Morteza, qui a l’âge de son père et a été un anciens agent des services du Renseignement iranien, s’était présenté à son bureau et avait tenté de la violer. Face à la violence de son agresseur elle a usé d’un couteau qui a mis fin à ses jours.
Arrêtée et interrogée sous la torture, des confessions lui ont été arrachées pour avouer un « crime prémédité pour motif politique ». Les agents du régime ont trouvé sur les lieux du jus de fruits contenant de l’anesthésique, apporté par Morteza.

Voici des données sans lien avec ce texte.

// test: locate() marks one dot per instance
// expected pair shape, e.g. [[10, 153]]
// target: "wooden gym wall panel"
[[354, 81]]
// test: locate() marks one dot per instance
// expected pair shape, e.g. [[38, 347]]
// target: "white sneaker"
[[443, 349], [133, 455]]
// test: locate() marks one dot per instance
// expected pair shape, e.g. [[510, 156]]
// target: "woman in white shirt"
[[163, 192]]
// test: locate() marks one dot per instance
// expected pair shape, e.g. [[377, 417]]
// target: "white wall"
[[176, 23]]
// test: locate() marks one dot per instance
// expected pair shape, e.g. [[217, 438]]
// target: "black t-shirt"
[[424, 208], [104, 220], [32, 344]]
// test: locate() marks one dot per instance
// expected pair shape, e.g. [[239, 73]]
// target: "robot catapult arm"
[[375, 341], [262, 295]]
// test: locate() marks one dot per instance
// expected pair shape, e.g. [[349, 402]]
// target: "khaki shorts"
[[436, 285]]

Une codétenue a plus tard affirmé avoir vu Rayhaneh avec de nombreuses traces de torture sur son corps et qu’elle lui avait dit avoir été contrainte par la force à confesser d’un crime politique.
La mère de Rayhaneh, une actrice qui enseigne le théâtre, a lancé un appel à la conscience internationale et les défenseurs des droits de l’homme pour d’intervenir en faveur de sauver sa fille innocente.
Son avocat, A. Khorramshahi, a fait savoir que la sentence de mort a été finalisée et envoyée pour confirmation finale et mise à exécution.